Report on autonomous vehicle technology examines potential impact on real estate strategy
In its latest report, "The New Industry Driver: How the Rise of Autonomous Vehicles Could Impact Future Real Estate Strategy," which it presented at ITS World Congress 2017, Transwestern contends that growing adoption of driverless cars, trucks, and warehouse equipment could have a significant economic, operational, and cultural effect, impacting every sector of the commercial real estate industry.
“While there are valid concerns about safety, security, government regulation, and the potential resistance to give up private cars, the billions of dollars invested by domestic and foreign automakers, countless engineering and design firms, and giant technology conglomerates have made autonomous vehicles a reality,” said Jamie Mahoney, Research Analyst and one of the report’s authors. “While timing of adoption is debatable, a disruptor of this magnitude likely will have implications for office, industrial, retail, and healthcare properties and create opportunities to unlock value from real estate.”

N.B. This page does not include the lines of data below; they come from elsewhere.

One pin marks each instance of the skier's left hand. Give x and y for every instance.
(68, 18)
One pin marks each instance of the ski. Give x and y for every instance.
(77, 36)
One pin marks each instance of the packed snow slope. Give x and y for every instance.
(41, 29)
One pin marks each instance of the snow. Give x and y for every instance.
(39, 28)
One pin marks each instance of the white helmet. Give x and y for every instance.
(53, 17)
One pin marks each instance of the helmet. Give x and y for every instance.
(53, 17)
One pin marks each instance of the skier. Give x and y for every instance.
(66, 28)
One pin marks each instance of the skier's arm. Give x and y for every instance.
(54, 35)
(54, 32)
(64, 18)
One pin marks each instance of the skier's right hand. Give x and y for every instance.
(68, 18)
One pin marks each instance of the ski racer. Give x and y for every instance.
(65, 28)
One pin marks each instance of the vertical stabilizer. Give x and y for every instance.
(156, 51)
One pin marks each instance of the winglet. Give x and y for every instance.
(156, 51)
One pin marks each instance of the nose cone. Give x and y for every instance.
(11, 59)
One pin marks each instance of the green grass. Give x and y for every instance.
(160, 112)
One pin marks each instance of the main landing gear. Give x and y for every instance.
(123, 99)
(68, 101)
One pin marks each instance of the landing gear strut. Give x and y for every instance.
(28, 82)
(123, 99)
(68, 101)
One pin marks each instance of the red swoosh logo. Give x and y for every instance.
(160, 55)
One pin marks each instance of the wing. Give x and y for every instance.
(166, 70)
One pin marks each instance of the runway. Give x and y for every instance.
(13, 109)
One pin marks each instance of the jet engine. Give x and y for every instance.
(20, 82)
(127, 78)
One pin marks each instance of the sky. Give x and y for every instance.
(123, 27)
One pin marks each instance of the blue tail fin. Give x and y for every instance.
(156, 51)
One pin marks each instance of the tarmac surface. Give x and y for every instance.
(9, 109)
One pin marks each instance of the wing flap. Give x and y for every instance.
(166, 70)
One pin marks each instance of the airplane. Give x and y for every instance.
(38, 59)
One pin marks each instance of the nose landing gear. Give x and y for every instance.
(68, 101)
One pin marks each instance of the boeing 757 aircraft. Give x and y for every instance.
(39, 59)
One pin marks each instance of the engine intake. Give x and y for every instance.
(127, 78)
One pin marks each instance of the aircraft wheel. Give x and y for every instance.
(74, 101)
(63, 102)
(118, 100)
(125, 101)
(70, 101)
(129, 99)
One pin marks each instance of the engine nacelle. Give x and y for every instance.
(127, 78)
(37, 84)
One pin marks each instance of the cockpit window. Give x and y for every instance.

One assumption frequently made in relation to autonomous vehicle (AV) technology is that car ownership will decrease as adoption of AVs through ride-sharing services increases. If this trend comes to fruition, the report predicts some notable changes to the urban landscape:
- Traffic congestion would be reduced, freeing up space for other uses, such as pedestrian walkways, retail, or restaurants.
- Demand for parking would diminish, causing a re-examination of parking requirements and an opportunity to reposition or redevelop garages, surface lots, and underground parking structures.
- Public transit usage would increase, perhaps complementing first- and last-mile ridership from transit stations and enabling employers to attract talent from a larger radius.
Adrianna Boursalian, Research Associate and co-author of the report, explained that within the office sector, the rise of AVs may add another pawn in the amenities war, especially for central business district buildings.
“Features such as curbside pickup and ride-share lobbies could become more prevalent as building tenants and visitors increasingly demand them as next-generation Class A office conveniences,” she said.
Transwestern predicts the industrial sector will see the most disruption from the implementation of AVs, particularly when it comes to increasing efficiencies across warehouse operations, logistics, and trucking. Furthermore, AV delivery could solve the “last-mile problem” for many online retailers.
“If AVs can trim time from the fulfillment cycle as consumers are increasingly demanding, we expect more supply chain disruption among e-commerce players of all types,” said Steve Kozarits, Senior Vice President in the Industrial Services group.
his means location and size of fulfillment centers and distribution buildings may need to be reconsidered as developers increasingly design these buildings with more flexibility, decreased surface parking for warehouse workers, and the ability to take advantage of higher floor-to-area ratio opportunities.
Shopping center owners and developers should also keep an eye on the AV trend, according to the report. A typical suburban mall sits in the center of an expansive parking lot, usually several times the footprint of the mall itself, as it is the least expensive way to accommodate the parking requirements for mall patrons. As with office properties, vast parking areas at malls may no longer be needed. And when all other factors are equal, malls that have larger acreage currently allocated to parking may be more desirable to an investor looking for a redevelopment opportunity.